1. You only retrain the 12122 and the 5815 lines? and throw out both "Another time" and "Just after Parkinson medication (at your best)"??? that is throwing out 3/4 of the positive examples.
i don't know if this is final decision or still in discussion. But it at least doesn't seem reasonable.
2. In your code:
groupvariables<-c("healthCode", "medTimepoint", "professional.diagnosis", covs_num, covs_fac) #"age", "gender") #, "appVersion.walktest", "phoneInfo.walktest")
and then this is the line where they got merged:
mediantraining<-dttrain[, lapply(.SD, median, na.rm=TRUE), by=groupvariables, .SDcols=featurenames ]
mediantraining<-as.data.frame(mediantraining)
All I can see is that is grouped by med time points, but I see no where it indicates that some groups are thrown out. Yuanfang, this is done when the demographic data are merged with the features. We only retain records which are before medication or for those who do not take medication. Actually, in your scoring code, what is being done is (for both training and testing), an individual before and after medication is used as two separate examples. So you mean there is another separate code that filter out the ones 'on medication' (in either training and/or test?)

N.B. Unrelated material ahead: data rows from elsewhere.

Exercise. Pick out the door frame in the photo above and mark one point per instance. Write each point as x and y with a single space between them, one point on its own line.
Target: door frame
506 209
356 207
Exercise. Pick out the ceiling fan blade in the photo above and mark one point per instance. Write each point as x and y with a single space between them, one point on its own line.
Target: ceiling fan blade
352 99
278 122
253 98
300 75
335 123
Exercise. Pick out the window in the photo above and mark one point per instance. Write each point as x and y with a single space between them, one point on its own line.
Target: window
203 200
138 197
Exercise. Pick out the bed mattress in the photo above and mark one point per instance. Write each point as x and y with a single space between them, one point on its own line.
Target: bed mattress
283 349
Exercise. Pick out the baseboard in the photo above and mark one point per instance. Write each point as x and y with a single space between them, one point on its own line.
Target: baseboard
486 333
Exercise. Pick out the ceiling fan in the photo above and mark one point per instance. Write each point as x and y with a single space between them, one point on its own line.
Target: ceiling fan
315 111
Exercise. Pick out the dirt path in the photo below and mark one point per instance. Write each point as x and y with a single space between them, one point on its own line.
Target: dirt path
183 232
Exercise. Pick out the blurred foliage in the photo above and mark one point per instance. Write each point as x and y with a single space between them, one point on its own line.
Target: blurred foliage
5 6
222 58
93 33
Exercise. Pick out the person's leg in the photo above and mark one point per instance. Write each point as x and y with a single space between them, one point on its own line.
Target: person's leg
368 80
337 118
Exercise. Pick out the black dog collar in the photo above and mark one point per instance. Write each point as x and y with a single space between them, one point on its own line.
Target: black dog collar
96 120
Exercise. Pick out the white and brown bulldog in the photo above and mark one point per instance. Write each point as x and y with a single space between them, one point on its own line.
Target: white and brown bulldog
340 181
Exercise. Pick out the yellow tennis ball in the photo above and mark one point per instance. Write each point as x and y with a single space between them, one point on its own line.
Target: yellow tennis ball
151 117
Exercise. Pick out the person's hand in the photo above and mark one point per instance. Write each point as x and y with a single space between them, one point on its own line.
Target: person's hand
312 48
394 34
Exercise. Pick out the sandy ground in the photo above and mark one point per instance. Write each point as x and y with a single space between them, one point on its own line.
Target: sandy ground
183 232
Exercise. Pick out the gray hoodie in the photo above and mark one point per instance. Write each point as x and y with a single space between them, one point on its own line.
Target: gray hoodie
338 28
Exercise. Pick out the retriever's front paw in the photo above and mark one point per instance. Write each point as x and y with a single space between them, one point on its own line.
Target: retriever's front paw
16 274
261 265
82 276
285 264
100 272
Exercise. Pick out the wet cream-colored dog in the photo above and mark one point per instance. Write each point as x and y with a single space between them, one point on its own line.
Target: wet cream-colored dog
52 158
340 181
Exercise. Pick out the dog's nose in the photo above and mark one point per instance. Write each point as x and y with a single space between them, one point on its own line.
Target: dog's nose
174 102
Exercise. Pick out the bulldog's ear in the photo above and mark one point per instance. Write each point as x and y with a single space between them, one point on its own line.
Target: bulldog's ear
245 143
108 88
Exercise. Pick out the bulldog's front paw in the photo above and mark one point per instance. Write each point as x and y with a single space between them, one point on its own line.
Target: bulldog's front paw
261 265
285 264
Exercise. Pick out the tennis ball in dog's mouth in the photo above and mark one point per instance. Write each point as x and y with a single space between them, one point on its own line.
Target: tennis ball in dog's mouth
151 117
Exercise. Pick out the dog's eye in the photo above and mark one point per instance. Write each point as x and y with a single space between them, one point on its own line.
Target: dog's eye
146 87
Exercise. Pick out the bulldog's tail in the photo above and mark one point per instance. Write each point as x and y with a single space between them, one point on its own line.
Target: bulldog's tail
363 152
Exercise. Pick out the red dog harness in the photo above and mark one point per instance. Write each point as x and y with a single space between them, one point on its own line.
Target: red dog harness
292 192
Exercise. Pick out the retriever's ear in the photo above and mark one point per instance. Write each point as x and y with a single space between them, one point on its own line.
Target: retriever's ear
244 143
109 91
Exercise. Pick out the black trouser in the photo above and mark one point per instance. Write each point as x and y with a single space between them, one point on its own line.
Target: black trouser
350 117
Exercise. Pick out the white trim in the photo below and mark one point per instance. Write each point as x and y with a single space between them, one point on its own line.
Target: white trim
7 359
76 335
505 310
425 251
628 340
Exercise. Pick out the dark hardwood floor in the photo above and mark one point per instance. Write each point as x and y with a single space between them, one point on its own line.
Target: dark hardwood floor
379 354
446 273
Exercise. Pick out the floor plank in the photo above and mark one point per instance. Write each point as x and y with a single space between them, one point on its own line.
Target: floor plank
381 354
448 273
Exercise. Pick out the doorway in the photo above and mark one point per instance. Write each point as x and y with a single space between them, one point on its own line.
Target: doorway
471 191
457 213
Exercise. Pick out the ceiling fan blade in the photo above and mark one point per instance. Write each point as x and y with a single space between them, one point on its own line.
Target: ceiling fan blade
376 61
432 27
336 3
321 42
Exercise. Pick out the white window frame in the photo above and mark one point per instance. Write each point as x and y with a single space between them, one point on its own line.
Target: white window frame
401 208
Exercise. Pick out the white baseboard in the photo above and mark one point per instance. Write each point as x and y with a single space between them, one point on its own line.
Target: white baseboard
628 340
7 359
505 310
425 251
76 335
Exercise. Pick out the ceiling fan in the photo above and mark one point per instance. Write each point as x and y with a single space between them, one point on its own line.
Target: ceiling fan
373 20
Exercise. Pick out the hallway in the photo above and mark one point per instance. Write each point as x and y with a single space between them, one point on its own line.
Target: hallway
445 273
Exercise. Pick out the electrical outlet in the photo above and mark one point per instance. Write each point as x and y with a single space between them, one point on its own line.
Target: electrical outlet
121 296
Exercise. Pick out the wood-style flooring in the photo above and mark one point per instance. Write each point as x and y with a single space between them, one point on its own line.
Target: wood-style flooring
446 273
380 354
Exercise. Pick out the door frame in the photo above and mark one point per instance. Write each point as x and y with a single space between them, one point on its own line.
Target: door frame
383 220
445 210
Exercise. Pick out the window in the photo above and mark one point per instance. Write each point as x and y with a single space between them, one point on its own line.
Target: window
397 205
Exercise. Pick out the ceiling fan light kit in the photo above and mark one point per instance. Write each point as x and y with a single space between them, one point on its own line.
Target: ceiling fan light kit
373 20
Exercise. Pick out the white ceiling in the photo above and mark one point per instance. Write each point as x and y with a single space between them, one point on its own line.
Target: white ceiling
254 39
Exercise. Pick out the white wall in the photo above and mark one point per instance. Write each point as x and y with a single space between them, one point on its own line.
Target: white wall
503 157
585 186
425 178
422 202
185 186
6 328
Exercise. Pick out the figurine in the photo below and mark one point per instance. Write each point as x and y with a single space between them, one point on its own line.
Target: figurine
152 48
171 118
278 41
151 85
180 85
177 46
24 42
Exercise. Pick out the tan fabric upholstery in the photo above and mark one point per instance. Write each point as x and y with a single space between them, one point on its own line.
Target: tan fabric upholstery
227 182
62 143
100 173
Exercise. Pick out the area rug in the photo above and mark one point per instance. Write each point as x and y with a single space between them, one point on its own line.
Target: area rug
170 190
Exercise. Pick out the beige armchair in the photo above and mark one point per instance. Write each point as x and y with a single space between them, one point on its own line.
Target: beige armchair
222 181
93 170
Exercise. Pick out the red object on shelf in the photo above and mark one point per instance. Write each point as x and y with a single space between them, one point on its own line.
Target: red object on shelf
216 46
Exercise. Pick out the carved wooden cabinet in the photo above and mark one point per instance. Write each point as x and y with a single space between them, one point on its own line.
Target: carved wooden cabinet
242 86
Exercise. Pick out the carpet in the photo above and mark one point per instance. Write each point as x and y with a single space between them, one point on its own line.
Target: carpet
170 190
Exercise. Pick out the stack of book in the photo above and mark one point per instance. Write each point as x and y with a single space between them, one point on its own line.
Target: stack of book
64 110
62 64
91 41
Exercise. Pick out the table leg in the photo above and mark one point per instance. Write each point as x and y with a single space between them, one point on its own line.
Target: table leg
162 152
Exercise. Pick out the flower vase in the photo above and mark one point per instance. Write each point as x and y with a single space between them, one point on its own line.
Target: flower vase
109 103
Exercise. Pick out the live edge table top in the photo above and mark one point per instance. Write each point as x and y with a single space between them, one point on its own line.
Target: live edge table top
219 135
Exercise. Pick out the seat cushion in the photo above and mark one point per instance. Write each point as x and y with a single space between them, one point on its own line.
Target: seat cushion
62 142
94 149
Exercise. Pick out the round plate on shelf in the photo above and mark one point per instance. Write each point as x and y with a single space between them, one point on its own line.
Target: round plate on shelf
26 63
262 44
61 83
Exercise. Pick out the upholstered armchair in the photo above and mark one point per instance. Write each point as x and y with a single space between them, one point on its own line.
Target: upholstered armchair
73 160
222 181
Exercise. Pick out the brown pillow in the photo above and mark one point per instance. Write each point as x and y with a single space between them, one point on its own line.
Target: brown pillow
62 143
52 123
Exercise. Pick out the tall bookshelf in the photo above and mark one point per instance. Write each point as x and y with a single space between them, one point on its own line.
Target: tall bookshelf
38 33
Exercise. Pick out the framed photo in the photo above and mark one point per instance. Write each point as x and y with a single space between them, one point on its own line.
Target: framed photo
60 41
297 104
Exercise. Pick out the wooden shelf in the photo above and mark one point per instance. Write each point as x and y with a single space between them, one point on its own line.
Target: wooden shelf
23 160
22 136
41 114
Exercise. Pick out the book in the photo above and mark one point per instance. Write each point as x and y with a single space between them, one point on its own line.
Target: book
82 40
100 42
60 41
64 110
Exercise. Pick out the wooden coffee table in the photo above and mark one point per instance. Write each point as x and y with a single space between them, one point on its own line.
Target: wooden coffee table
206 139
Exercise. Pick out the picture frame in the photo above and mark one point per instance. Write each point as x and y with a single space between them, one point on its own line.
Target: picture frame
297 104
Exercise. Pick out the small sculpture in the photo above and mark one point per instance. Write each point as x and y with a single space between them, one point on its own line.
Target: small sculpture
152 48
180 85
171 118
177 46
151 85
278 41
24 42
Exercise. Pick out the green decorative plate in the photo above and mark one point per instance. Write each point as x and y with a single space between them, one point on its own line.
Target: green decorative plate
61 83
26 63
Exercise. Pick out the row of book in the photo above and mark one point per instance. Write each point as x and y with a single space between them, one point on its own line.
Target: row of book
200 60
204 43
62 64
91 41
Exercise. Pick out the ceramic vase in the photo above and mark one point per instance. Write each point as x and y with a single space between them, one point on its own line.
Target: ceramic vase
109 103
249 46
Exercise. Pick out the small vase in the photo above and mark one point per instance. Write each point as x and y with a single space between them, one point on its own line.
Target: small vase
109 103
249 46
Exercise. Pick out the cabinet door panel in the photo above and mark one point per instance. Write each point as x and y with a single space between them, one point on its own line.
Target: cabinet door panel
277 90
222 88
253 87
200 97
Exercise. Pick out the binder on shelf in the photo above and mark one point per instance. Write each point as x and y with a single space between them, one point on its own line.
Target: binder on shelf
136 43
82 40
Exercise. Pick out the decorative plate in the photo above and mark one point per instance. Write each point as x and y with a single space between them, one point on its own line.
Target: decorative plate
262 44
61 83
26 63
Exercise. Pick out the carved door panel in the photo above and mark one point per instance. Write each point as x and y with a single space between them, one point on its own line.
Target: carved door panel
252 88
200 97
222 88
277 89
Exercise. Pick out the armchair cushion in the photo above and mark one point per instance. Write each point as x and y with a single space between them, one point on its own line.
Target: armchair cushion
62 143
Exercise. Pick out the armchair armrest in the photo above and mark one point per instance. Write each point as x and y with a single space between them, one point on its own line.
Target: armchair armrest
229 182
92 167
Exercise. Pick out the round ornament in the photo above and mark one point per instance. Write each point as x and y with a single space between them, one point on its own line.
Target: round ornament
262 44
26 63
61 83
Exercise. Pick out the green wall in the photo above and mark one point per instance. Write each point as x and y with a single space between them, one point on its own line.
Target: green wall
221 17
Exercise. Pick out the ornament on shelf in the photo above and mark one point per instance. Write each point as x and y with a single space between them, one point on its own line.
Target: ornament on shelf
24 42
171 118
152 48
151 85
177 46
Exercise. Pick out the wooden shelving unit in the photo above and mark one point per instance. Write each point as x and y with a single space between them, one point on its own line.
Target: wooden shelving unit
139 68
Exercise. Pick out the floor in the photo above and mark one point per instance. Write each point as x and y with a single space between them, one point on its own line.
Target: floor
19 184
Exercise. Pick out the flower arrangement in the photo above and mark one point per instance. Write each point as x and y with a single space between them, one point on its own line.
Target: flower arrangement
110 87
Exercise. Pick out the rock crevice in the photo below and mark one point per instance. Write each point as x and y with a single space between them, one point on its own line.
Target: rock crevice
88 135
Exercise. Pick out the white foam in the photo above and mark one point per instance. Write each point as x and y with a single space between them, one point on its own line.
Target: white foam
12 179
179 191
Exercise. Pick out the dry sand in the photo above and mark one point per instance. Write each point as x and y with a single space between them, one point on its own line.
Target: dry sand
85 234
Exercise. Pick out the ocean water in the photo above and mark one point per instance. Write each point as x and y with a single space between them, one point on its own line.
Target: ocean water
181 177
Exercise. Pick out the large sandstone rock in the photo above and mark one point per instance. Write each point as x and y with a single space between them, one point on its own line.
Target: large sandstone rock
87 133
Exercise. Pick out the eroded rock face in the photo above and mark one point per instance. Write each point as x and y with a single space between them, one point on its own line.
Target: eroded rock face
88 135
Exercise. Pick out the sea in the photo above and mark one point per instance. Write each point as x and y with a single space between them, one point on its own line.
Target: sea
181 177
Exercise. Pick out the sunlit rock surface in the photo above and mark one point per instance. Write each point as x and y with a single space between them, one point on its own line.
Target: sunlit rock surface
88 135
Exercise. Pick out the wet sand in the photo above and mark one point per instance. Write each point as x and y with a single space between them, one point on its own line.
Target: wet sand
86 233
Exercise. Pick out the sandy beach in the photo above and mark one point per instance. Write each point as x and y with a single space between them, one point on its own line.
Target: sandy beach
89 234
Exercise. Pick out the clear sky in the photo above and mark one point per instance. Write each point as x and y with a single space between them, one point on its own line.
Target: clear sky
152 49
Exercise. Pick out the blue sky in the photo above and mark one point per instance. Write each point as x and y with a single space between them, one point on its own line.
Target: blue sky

Sorry, Yuanfang. I'm not sure what you mean by age and gender being bounded to the examples. Please elaborate.
As for medication, for the purposes of scoring during this phase, we filter Parkinson's patients by medication status and only keep instances where they are off medication. We will use the "on medication" timepoints for exploratory analysis in the Community Phase. i see. so only age and gender is bounded to the examples?
as i read this code, it looks like an individual before med and the same individual after med is considered as two different examples in evaluations. is an individual after med becomes 0 in gold standard label? Hi Yuanfang:
Even though a single file is submitted the model is only trained on the rows that are in the [training samples](syn10146553). The score is then computed based on the prediction of the testing samples.